Dengan meluasnya kesempatan kerja berarti semakin banyak tenaga kerja yang dapat
bekerja dan mendapatkan penghasilan. Dan hal ini berdampak pula pada semakin banyaknya
masyarakat yang mengalami peningkatan kesejahteraan hidupnya. Peningkatan tenaga kerja
yang produktif memberikan kontribusi terhadap peningkatan pendapatan nasional, sehingga
mampu menurunkan jumlah dan persentase kemiskinan.

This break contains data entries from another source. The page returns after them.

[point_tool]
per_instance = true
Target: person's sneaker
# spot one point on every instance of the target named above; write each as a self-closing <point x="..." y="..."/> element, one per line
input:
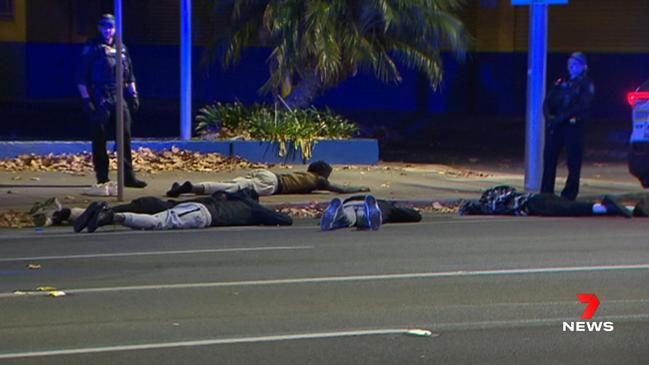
<point x="641" y="209"/>
<point x="42" y="213"/>
<point x="103" y="217"/>
<point x="177" y="189"/>
<point x="133" y="182"/>
<point x="613" y="207"/>
<point x="98" y="190"/>
<point x="373" y="213"/>
<point x="41" y="220"/>
<point x="330" y="214"/>
<point x="87" y="215"/>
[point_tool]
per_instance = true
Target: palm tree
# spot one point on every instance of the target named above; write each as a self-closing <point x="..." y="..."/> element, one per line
<point x="318" y="43"/>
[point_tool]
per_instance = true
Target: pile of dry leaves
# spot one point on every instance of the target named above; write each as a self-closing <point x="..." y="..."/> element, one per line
<point x="312" y="210"/>
<point x="144" y="160"/>
<point x="14" y="219"/>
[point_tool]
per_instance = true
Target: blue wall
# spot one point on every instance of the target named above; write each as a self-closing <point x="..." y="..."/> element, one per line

Berdasarkan tabel 2, persentase tenaga kerja formal cenderung lebih besar berada di
perkotaan. Di perkotaan pada tahun 2015 ke 2016, persentase tenaga kerja formal mengalami
penurunan yaitu dari 57,81% menjadi 56,31%. Sedangkan dipedesaan, pada tahun 2015 ke
2016, mengalami peningkatan yaitu dari 25,62% menjadi 27,38%. Kemudian, di perkotaan
pada tahun 2016 ke 2017, persentase tenaga kerja formal mengalami peningkatan yaitu dari
56,31% menjadi 57,28%. Sedangkan di pedesaan, pada tahun 2016 ke 2017, mengalami
penurunan yaitu dari 27,38% menjadi 26,95%. Selanjutnya, di perkotaan pada tahun 2017 ke
2018, persentase tenaga kerja formal mengalami penurunan kembali yaitu dari 57,28%
menjadi 56,71%. Sedangkan di pedesaan, mengalami peningkatan kembali yaitu dari 26,95%
menjadi 27,61%.

Kesimpulan

Berdasarkan paparan diatas, dapat disimpulkan kemiskinan, pendapatan, dan tenaga


kerja saling memiliki hubungan. Di Indonesia, banyak kegiatan-kegiata ekonomi yang
memberikan kesempatan kerja. Dengan meluasnya kesempatan kerja berarti semakin banyak
tenaga kerja yang dapat bekerja dan mendapatkan penghasilan. Tenaga kerja yang produktif
mampu memberikan kontribusi terhadap peningkatan pendapatan nasional, sehingga mampu
menurunkan jumlah dan persentase kemiskinan. Dan hal ini berdampak pula pada semakin
banyaknya masyarakat yang mengalami peningkatan kesejahteraan hidup. Selain itu,
diperlukannya kerja sama antara pemerintah dengan masyarakat. Program-program serta
kebijakan yang dibuat untuk menanggulangi kemiskinan, meningkatkan pendapatan nasional,
dan memperbanyak tenaga kerja perlu terus dilaksanakan agar kesejahteraan masyarakat
merata dan pertumbuhan ekonomi terus meningkat.